Nys-Newton: Nyström-Approximated Curvature for Stochastic Optimization
This work addresses the computational bottleneck in second-order optimization for machine learning, offering an incremental improvement in efficiency for large-scale empirical risk minimization tasks.
The paper tackles the challenge of efficiently approximating Newton's method for large-scale stochastic optimization by proposing Nys-Newton, which uses a Nyström approximation on a partial Hessian to compute update steps without full matrix storage. Results show competitive performance with state-of-the-art methods on convex and non-convex functions, supported by theoretical convergence analysis for convex cases.

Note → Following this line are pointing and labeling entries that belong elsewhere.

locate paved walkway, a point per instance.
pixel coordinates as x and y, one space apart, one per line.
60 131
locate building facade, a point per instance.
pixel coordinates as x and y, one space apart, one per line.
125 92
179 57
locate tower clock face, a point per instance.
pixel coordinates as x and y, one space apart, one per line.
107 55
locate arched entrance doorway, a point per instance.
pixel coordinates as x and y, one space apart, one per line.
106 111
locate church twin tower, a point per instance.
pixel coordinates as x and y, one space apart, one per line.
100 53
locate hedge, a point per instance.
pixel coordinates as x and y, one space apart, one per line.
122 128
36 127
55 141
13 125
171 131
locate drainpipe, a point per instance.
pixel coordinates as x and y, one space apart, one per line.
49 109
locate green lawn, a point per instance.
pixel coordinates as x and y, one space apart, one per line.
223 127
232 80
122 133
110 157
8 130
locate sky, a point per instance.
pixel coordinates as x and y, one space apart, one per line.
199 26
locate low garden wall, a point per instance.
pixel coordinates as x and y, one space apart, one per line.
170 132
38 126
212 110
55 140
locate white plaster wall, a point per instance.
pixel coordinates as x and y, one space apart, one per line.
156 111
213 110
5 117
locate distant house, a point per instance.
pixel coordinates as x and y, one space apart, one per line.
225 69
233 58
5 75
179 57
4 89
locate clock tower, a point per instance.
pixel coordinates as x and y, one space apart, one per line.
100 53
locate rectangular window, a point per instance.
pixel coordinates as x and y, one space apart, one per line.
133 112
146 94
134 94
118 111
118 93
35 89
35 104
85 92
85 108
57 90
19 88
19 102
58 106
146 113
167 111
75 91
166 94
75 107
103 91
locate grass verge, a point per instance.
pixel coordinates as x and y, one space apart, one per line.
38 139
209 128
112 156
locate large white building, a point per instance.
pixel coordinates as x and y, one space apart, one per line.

Second-order optimization methods are among the most widely used optimization approaches for convex optimization problems, and have recently been used to optimize non-convex optimization problems such as deep learning models. The widely used second-order optimization methods such as quasi-Newton methods generally provide curvature information by approximating the Hessian using the secant equation. However, the secant equation becomes insipid in approximating the Newton step owing to its use of the first-order derivatives. In this study, we propose an approximate Newton sketch-based stochastic optimization algorithm for large-scale empirical risk minimization. Specifically, we compute a partial column Hessian of size ($d\times m$) with $m\ll d$ randomly selected variables, then use the \emph{Nyström method} to better approximate the full Hessian matrix. To further reduce the computational complexity per iteration, we directly compute the update step ($Δ\boldsymbol{w}$) without computing and storing the full Hessian or its inverse. We then integrate our approximated Hessian with stochastic gradient descent and stochastic variance-reduced gradient methods. The results of numerical experiments on both convex and non-convex functions show that the proposed approach was able to obtain a better approximation of Newton\textquotesingle s method, exhibiting performance competitive with that of state-of-the-art first-order and stochastic quasi-Newton methods. Furthermore, we provide a theoretical convergence analysis for convex functions.